All is not halcyon in the family’s transplantation, despite the memory of Bun’s watchful presence: the children are teased; the neighbors don’t appreciate the family’s American openness; and Jamie has trouble finding work. When Monagan decides to start a new magazine, his children worry that this venture means that they will remain forever on the shores of an island where they fear they will never be completely accepted.

Monagan recounts with humor and elegance the family’s adventures and misadventures, their joys and worries, the glorious beauty and confounding confusion of the land of his ancestry. The title Jaywalking with the Irish refers to the movement of cars and pedestrians on the streets of Cork City, where “people of all ages were cavorting in the traffic, dipping and diving into its flow like surfers probing waves.” This image stands as a metaphor for the American family’s attempts to assimilate into Irish culture, in which the dipping and diving of societal norms is as flighty and filigreed as the music of Irish jigs and reels.
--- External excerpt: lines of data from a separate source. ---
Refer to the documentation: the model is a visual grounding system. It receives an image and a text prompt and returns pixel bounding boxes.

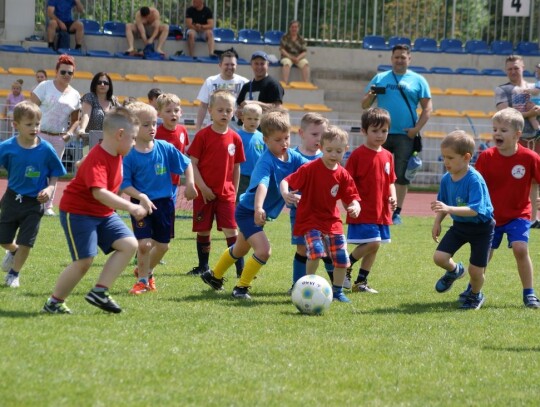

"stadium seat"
[214,28,238,43]
[264,30,284,45]
[440,38,465,54]
[238,28,264,44]
[103,21,126,37]
[491,40,514,55]
[79,18,103,35]
[362,35,390,50]
[413,37,441,52]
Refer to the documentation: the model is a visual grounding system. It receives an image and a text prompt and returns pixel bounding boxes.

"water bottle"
[405,151,422,181]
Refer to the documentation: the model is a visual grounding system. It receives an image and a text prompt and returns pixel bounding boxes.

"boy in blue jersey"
[236,103,266,202]
[120,102,197,295]
[431,130,495,310]
[0,101,66,288]
[201,111,309,300]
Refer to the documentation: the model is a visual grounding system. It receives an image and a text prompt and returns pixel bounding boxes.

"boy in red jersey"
[345,108,396,294]
[188,90,246,276]
[42,107,148,314]
[470,107,540,308]
[280,126,360,302]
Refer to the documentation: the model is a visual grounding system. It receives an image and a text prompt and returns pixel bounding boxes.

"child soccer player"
[431,130,495,310]
[42,107,148,314]
[236,103,266,202]
[474,108,540,308]
[288,113,334,293]
[121,101,197,294]
[280,126,360,302]
[0,101,66,288]
[201,111,308,300]
[345,108,396,294]
[188,90,246,276]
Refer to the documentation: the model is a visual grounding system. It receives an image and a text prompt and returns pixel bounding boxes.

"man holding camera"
[362,44,432,225]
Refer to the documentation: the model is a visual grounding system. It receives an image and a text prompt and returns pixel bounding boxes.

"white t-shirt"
[33,80,81,133]
[197,74,249,104]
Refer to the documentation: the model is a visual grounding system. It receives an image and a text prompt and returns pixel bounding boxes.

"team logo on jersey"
[512,164,526,179]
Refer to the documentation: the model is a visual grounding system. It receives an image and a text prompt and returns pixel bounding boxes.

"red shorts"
[192,198,237,232]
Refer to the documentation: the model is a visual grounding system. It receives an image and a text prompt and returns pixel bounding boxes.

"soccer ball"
[291,274,332,315]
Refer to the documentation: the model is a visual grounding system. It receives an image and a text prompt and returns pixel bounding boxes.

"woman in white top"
[30,55,81,216]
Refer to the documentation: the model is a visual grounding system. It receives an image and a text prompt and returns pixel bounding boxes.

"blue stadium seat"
[388,36,411,49]
[465,40,492,55]
[516,41,540,55]
[264,30,284,45]
[440,38,465,54]
[79,18,103,35]
[214,28,238,43]
[362,35,390,50]
[238,28,264,44]
[491,40,514,55]
[413,37,441,52]
[103,21,126,37]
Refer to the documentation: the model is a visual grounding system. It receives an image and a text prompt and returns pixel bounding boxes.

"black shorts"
[0,188,44,247]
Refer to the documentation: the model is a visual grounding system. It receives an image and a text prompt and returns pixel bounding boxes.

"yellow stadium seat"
[304,103,332,112]
[289,82,319,90]
[8,67,36,76]
[125,73,153,82]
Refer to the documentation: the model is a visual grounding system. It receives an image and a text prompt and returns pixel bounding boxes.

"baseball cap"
[251,51,268,61]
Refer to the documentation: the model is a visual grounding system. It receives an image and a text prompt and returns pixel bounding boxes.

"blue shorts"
[304,229,351,268]
[347,223,391,244]
[437,220,495,267]
[491,219,531,249]
[60,211,134,261]
[234,205,263,240]
[131,198,174,243]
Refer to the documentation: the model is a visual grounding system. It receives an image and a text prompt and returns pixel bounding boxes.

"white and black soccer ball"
[291,274,332,315]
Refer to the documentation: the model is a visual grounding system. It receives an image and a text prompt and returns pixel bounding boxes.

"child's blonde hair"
[13,100,41,123]
[321,125,349,145]
[441,130,476,156]
[491,107,525,131]
[208,89,236,107]
[300,112,328,130]
[156,93,180,112]
[261,109,291,137]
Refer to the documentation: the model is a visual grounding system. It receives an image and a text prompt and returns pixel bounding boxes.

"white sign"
[503,0,531,17]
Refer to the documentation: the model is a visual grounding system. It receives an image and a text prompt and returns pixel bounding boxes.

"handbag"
[392,71,423,153]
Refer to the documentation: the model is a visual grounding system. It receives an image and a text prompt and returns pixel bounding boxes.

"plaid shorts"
[304,229,351,268]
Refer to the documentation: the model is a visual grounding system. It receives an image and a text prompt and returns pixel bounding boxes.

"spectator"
[195,51,249,132]
[495,55,540,229]
[362,44,432,225]
[47,0,84,49]
[126,6,169,55]
[79,72,120,134]
[186,0,214,57]
[279,20,310,84]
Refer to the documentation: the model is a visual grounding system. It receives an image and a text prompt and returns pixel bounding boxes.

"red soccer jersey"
[285,158,360,236]
[475,145,540,226]
[188,126,246,202]
[345,145,396,225]
[60,144,122,217]
[156,124,189,185]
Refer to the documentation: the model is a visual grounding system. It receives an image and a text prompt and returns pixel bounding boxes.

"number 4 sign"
[503,0,531,17]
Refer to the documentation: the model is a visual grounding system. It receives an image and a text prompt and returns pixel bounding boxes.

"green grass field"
[0,215,540,406]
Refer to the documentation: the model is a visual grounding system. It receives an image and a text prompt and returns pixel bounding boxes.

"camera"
[371,85,386,95]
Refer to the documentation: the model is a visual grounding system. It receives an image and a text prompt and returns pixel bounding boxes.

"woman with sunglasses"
[79,72,120,135]
[30,54,81,216]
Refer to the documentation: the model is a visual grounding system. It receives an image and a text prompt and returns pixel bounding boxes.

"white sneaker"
[2,250,15,273]
[5,273,19,288]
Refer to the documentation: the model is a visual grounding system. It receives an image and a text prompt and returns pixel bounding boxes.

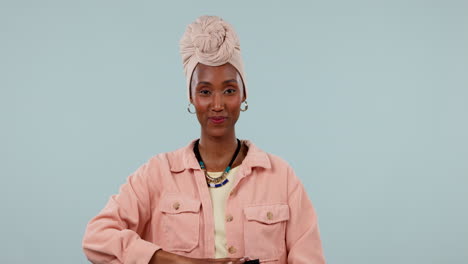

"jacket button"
[267,212,273,220]
[228,246,237,254]
[226,215,234,222]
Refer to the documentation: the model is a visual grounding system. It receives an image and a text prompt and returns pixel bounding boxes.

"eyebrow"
[197,79,237,86]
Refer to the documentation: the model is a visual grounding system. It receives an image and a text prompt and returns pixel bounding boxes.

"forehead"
[192,63,240,82]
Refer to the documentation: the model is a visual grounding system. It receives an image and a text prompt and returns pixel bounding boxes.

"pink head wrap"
[180,16,247,101]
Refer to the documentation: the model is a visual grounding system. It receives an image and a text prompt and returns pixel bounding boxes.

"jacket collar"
[168,139,271,172]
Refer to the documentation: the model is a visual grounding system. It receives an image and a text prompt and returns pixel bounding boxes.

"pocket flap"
[244,204,289,224]
[159,193,201,214]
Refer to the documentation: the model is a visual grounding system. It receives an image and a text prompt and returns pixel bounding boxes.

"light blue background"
[0,0,468,264]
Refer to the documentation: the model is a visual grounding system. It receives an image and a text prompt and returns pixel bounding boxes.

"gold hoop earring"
[241,100,249,112]
[187,103,197,114]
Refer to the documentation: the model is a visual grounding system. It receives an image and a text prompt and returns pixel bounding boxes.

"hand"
[149,249,247,264]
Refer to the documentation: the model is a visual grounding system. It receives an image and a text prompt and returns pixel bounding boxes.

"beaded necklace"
[193,139,241,188]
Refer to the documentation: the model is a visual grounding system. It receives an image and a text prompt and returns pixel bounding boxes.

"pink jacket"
[83,140,325,264]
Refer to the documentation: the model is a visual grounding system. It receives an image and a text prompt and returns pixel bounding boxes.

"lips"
[208,116,226,124]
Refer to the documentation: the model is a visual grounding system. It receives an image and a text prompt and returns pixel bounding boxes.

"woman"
[83,16,325,264]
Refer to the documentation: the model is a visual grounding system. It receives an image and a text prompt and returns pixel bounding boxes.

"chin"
[205,127,229,137]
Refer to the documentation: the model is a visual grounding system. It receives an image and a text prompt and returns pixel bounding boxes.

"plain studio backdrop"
[0,0,468,264]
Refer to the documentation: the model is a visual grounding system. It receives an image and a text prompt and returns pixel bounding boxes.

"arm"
[82,163,160,264]
[286,167,325,264]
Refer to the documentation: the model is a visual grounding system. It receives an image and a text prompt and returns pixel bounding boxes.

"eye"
[224,88,236,94]
[198,89,211,95]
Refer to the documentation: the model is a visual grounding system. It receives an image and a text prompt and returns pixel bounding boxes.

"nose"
[212,93,224,112]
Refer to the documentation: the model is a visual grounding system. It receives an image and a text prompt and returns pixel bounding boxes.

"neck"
[198,132,237,171]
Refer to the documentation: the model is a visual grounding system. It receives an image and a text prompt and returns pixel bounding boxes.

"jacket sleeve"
[82,162,160,264]
[286,167,325,264]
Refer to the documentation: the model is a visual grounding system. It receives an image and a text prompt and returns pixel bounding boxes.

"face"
[190,63,244,137]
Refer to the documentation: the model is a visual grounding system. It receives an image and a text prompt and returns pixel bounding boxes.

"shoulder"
[147,140,194,171]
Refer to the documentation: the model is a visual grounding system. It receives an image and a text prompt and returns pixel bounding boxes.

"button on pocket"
[244,204,289,263]
[159,193,201,252]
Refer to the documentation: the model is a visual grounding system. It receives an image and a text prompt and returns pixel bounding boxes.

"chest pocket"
[244,204,289,263]
[159,193,201,252]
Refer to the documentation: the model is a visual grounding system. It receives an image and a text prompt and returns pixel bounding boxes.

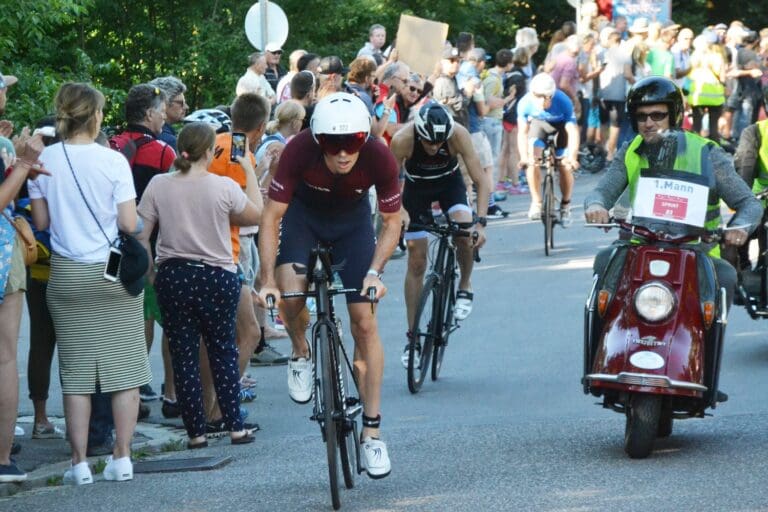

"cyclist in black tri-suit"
[390,102,491,367]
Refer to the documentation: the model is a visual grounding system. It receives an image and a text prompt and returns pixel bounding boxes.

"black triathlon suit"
[403,128,469,233]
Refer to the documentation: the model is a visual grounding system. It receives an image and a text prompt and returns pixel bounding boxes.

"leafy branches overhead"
[0,0,768,129]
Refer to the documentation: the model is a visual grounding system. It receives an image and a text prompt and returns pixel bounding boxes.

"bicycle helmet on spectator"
[528,73,557,98]
[627,76,683,132]
[184,108,232,133]
[414,101,453,144]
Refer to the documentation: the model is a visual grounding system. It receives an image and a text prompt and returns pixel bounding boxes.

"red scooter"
[582,222,727,458]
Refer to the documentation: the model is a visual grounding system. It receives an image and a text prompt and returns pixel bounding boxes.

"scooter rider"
[584,76,763,308]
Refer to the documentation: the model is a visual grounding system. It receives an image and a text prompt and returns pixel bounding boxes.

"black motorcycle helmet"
[627,76,683,132]
[414,101,453,144]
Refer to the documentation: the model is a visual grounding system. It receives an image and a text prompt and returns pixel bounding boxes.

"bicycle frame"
[282,243,366,509]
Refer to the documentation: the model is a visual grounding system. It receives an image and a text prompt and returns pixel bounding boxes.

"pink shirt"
[139,173,248,272]
[551,51,579,95]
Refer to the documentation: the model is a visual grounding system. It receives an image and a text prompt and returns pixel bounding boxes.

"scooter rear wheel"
[624,394,661,459]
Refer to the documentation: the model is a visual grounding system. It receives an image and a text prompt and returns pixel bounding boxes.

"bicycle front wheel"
[316,324,341,510]
[408,275,440,393]
[541,174,555,256]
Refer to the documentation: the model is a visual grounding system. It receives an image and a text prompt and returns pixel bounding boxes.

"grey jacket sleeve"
[584,143,629,211]
[733,124,760,188]
[710,146,763,233]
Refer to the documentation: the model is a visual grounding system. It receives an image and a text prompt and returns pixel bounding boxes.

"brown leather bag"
[3,212,37,266]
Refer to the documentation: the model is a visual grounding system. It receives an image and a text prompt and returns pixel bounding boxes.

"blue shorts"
[276,200,376,304]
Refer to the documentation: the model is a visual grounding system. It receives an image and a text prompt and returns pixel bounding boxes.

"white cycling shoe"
[288,357,312,404]
[453,290,475,320]
[360,437,392,480]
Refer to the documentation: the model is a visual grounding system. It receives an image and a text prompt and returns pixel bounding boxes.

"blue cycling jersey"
[517,89,576,124]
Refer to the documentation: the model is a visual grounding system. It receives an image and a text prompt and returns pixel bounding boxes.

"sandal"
[230,430,256,444]
[187,439,208,450]
[453,290,474,320]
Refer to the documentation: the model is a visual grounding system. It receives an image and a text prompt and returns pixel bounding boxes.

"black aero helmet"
[627,76,683,131]
[415,101,453,144]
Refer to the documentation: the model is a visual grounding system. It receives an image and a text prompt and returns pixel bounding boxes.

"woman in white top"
[29,83,151,485]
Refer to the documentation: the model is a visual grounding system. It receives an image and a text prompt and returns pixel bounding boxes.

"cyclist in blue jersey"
[517,73,579,227]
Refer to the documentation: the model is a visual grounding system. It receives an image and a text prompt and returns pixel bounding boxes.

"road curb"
[0,423,186,498]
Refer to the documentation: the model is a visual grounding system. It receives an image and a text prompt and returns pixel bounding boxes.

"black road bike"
[267,243,376,510]
[540,134,560,256]
[408,221,480,393]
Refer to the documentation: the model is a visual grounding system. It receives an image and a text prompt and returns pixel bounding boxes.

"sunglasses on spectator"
[317,132,368,155]
[635,112,669,123]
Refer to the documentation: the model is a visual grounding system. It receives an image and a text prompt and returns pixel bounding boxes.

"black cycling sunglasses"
[635,112,669,123]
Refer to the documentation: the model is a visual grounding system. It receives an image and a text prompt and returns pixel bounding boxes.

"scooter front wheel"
[624,394,662,459]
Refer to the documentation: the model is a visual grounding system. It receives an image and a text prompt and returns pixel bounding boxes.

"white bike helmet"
[309,92,371,142]
[184,108,232,133]
[529,73,557,98]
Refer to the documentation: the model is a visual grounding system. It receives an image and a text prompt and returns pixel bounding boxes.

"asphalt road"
[0,176,768,512]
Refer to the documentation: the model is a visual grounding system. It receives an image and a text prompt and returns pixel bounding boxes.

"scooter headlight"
[635,283,675,322]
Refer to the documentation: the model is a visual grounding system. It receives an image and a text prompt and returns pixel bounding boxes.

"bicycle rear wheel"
[541,174,555,256]
[432,253,456,380]
[408,275,439,393]
[317,324,341,510]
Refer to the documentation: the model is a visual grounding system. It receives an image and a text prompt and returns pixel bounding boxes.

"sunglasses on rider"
[635,112,669,123]
[317,132,368,155]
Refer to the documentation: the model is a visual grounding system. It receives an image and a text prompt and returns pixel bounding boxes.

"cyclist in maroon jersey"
[259,93,400,478]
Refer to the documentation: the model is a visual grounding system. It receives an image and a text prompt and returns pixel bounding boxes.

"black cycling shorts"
[600,100,627,128]
[403,169,469,233]
[276,199,376,303]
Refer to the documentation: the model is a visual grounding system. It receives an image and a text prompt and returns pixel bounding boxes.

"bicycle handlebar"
[408,222,472,237]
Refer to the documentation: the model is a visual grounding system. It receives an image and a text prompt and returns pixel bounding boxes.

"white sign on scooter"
[632,177,709,228]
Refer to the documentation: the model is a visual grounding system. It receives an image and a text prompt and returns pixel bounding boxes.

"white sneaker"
[64,461,93,485]
[288,357,312,404]
[104,455,133,482]
[528,203,541,220]
[453,290,474,320]
[360,437,392,479]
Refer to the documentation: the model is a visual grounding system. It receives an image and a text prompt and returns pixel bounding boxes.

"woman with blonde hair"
[29,83,151,485]
[683,32,727,142]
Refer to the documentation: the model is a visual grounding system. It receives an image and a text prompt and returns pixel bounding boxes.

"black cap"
[120,236,149,297]
[317,55,349,75]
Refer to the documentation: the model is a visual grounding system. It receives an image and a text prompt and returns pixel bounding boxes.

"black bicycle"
[408,221,480,393]
[267,243,376,510]
[540,134,560,256]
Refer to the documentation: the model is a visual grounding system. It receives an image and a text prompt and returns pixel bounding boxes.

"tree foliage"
[0,0,768,129]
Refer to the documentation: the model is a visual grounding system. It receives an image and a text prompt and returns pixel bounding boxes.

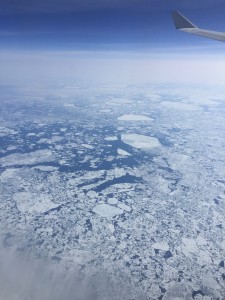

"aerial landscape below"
[0,83,225,300]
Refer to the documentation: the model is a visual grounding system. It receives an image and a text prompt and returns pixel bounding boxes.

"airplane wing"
[171,11,225,42]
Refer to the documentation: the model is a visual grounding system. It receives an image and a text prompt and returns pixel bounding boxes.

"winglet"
[171,11,197,29]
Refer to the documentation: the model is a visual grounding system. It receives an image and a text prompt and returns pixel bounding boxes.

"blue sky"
[0,0,225,84]
[0,0,225,50]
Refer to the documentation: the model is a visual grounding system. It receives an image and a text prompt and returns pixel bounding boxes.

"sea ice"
[121,134,161,150]
[118,115,153,121]
[93,204,123,219]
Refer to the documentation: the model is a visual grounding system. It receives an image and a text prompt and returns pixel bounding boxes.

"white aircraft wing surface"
[171,11,225,42]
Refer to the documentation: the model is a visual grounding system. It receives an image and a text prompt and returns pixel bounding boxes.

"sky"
[0,0,225,83]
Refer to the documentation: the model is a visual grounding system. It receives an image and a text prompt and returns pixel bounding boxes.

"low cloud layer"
[0,246,146,300]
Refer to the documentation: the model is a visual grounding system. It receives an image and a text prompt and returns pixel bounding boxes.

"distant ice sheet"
[121,134,161,150]
[13,192,58,213]
[0,149,55,167]
[118,115,153,121]
[81,144,94,150]
[105,136,118,141]
[93,204,123,219]
[117,149,131,156]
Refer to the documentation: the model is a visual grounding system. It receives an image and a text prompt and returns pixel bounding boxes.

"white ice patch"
[0,127,17,136]
[152,241,169,251]
[13,192,58,214]
[161,101,202,111]
[93,204,123,219]
[81,144,94,150]
[34,166,58,172]
[118,203,131,212]
[121,134,161,150]
[117,115,153,121]
[117,149,131,156]
[104,136,118,141]
[0,169,17,182]
[0,150,55,167]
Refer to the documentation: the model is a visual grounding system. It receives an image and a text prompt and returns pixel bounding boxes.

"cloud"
[0,249,146,300]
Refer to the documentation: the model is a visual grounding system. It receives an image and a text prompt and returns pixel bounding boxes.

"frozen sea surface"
[0,82,225,300]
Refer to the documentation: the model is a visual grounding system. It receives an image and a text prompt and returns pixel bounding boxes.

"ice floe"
[121,133,161,150]
[81,144,94,150]
[104,136,118,141]
[0,149,55,167]
[93,204,123,219]
[117,114,153,121]
[13,192,58,214]
[117,149,131,156]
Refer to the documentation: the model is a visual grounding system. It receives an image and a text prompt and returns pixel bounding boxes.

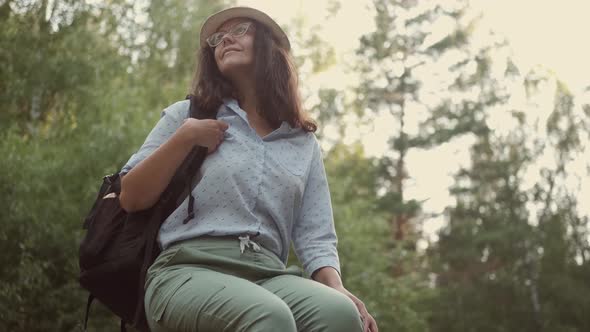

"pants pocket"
[150,274,192,322]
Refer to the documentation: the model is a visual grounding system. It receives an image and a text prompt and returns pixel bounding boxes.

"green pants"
[145,236,363,332]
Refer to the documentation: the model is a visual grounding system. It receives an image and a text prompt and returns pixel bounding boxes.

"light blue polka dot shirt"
[121,99,340,275]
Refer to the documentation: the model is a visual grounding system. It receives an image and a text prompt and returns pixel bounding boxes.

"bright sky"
[237,0,590,238]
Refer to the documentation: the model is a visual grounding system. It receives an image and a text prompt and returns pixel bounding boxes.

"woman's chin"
[219,59,252,76]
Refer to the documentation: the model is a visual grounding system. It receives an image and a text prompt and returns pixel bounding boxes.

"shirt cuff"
[305,256,342,279]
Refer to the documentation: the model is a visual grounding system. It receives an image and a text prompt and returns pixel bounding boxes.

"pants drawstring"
[238,234,260,254]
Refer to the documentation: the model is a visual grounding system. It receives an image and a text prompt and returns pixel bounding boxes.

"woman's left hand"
[334,286,379,332]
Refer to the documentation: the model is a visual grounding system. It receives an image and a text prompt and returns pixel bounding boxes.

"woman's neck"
[234,79,258,117]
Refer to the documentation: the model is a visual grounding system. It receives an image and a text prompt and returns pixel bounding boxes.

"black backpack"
[79,96,215,331]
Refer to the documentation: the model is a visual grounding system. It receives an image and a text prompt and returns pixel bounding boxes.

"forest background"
[0,0,590,332]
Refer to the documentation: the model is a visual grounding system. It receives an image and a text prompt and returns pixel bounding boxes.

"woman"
[120,7,378,332]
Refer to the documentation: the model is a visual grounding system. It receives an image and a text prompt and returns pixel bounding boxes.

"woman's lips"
[221,50,238,58]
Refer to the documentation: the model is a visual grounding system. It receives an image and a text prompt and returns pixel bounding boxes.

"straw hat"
[200,7,291,51]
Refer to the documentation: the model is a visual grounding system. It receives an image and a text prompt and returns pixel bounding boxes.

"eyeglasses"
[207,22,252,48]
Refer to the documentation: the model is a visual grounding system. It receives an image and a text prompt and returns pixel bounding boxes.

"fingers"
[217,120,229,131]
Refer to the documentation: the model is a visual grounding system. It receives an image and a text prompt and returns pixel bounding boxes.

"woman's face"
[214,18,255,77]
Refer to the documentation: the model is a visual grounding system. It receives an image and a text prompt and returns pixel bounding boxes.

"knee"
[318,295,363,332]
[245,297,297,332]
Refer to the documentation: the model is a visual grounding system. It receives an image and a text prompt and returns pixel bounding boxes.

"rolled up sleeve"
[119,101,188,175]
[292,137,340,276]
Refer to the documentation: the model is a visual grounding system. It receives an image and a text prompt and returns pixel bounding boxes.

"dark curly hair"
[190,21,317,132]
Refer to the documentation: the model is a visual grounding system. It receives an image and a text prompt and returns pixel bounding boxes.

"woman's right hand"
[179,118,229,154]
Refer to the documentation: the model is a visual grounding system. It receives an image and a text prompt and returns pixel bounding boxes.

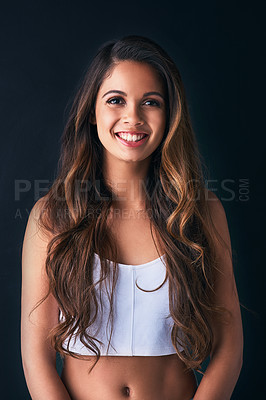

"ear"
[89,112,96,125]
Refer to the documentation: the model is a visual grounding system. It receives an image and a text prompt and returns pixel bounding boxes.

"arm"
[194,191,243,400]
[21,200,71,400]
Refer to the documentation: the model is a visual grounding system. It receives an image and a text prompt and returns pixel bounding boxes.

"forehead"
[99,61,163,93]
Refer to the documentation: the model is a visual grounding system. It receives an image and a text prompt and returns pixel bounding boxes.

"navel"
[122,386,130,397]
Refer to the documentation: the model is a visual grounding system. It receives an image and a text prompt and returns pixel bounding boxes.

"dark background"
[0,1,266,400]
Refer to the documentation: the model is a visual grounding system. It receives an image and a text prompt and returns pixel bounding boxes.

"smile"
[115,132,149,147]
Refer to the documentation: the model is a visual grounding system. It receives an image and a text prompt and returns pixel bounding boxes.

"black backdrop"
[0,1,266,400]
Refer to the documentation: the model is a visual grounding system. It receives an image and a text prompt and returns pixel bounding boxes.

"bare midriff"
[61,354,197,400]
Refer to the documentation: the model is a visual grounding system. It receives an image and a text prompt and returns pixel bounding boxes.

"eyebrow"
[102,90,165,100]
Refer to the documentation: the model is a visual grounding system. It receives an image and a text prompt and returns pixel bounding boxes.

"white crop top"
[59,253,183,356]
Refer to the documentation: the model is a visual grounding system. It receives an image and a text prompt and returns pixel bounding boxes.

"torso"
[61,206,197,400]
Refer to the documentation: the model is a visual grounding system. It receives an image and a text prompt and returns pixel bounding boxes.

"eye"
[145,100,160,107]
[106,97,123,105]
[106,97,161,107]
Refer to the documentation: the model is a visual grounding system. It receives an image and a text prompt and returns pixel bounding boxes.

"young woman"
[21,36,243,400]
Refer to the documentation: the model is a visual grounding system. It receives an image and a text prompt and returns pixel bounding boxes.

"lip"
[115,131,149,135]
[115,131,149,147]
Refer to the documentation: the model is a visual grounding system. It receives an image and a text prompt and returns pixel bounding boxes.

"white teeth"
[117,132,145,142]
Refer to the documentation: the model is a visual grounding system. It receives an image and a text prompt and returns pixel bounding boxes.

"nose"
[122,104,143,125]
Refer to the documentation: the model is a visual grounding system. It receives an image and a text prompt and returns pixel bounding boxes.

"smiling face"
[90,61,166,162]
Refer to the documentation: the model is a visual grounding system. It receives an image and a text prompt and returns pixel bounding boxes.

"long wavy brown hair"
[28,35,233,373]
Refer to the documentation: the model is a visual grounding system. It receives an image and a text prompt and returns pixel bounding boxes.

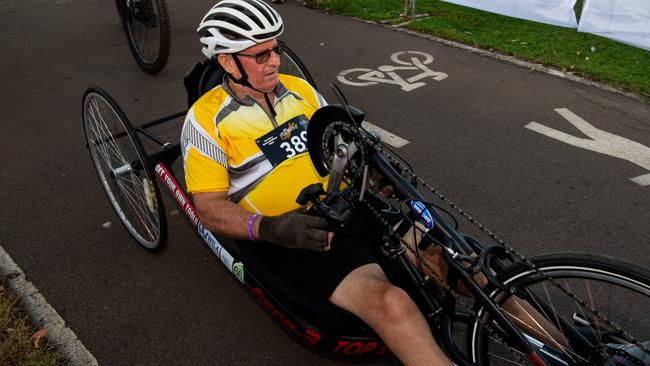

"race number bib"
[255,114,309,168]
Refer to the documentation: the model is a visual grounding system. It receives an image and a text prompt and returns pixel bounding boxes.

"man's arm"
[192,192,261,239]
[192,192,330,252]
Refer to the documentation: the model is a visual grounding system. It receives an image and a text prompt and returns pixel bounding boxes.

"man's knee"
[378,285,418,323]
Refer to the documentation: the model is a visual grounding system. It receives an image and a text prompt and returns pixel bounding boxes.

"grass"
[0,277,67,366]
[306,0,650,102]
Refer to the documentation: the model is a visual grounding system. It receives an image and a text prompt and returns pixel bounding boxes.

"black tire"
[467,253,650,366]
[278,41,318,90]
[82,87,167,251]
[118,0,171,74]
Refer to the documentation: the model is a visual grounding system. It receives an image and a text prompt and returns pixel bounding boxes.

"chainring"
[307,105,366,182]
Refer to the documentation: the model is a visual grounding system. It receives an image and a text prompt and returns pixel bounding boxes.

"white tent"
[442,0,576,28]
[578,0,650,50]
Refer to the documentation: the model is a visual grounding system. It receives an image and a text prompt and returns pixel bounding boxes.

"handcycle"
[82,44,650,365]
[115,0,171,74]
Monagan has worked as a freelance journalist, writing for publications like the Irish Times and the Irish Examiner. Despite his sexist tendency to refer to Jamie as “the wife” and to subtly denigrate her small triumphs, he tells his family’s story with tenderness and honesty. He adopts the lilt of a native Irishman’s use of language, which he found to be “the same English I had always spoken, but suddenly it had run wild, with twisted weeds and gorgeous orchids blooming in the midst of what should have been ordinary sentences.”